しかしその中でも20代の面々のほとんどは、統廃合の時のいざこざだったり、そもそも未だに顔を合わせてすらいなかったりで、共用スペースに来ることは全くない。俺と琥珀と天人ぐらいだ。


「元々が16人っすね。あ、NPCは5人っす」

「強さとかはどんな感じ?」

「今のおいら達より弱めっすかね。ちなみに建てたのは奉納ギルドと宣誓教会、あとは宿屋っすね」

「──全部バベル近くに建ててるんだな」


天人が積木を指さしながら言ったのを見て俺はそう呟く。


「NPCは下手すると死んじゃうんで戦えないとするっす。そんでハジメもいないんで、実質15人でこの広さを守る必要があるんすよね」


防衛戦。βテスト時にはあったイベントらしいのだが、まあ文字通り、開拓地にエネミーが押し寄せてくるのを防衛するイベントだ。

公式サイトでは、毎月の第2土曜日の夕方に、拠点発展度が3以上の開拓地で行われるとか。早速今月からだ。

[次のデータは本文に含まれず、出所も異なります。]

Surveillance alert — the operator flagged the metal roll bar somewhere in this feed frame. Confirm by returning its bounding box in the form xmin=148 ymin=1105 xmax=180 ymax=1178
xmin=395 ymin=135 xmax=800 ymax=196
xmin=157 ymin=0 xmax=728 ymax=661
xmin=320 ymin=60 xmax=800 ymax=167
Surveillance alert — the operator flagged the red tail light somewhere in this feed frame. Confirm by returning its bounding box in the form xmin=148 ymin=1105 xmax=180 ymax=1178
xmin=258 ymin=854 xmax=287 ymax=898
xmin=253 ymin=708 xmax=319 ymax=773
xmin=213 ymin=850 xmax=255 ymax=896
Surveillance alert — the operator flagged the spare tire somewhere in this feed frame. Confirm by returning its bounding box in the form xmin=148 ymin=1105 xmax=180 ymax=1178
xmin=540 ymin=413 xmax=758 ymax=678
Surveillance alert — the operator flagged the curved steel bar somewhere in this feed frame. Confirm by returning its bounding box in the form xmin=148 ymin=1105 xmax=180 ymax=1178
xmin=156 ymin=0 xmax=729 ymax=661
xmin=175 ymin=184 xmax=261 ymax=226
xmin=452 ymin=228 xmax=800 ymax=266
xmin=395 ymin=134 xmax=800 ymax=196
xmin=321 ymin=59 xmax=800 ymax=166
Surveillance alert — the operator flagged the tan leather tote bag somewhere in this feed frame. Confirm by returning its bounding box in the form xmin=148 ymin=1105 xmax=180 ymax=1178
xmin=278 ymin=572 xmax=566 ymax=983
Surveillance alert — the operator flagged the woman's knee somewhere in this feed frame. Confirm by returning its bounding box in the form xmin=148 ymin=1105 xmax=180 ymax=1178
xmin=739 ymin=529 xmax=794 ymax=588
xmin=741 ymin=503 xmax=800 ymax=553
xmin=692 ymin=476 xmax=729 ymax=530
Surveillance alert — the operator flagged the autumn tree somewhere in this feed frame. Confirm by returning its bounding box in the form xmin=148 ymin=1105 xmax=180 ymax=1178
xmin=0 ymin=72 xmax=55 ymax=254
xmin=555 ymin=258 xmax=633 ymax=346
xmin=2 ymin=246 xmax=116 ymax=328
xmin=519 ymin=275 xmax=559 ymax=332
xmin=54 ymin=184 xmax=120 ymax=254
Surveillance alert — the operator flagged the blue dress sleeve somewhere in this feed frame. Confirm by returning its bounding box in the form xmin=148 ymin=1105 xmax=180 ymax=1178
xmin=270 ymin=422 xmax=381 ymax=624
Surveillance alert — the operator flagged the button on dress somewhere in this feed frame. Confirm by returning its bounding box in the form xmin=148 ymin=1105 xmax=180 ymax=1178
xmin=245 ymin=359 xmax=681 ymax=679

防衛戦の成果はスコア化され、開拓地間で競われ、ランキング上位にはいいことがあるかもとのことだ。詳細は俺もよく知らないが、まあ特別報酬とかがあるのだろう。


天人が円周上をぐるっと指でなぞるが、俺はその余白に目が行った。


「……この広さ全てを守る必要あるか?」

「あ、ハジメもそう思う?」

「多数相手で、建物が中心に密集してるなら、そこで防御固めた方が絶対効率的だろ。柵とかを新しく作ってさ」

「やっぱりそれしかないっすかねー」


それしかないと思うが……というか、こんなことで悩んでたのか?


「今のは確認っすよ」

「あ、顔に出てた?」

「怪訝な顔が、っすね」

「問題はハジメがいる時なんだよねぇ」

「え?あ、そういう……」


一瞬ディスられたかと思ったが、よく考えれば俺の『被虐体質』のことを指していると気付く。


「ハジメを中に置くか外に置くかで悩んでて……」

「囮兼別働隊で外に配置でよくないか?」

「ちびっ子組が隣で戦いたいって言うんすよね」

「あー」


確かにそれは困る。多数が相手だと、俺が柵の内側だと圧倒的に不利だ。敵は防衛線で戦わないで素通りしようとするし、市街地で乱戦になるし。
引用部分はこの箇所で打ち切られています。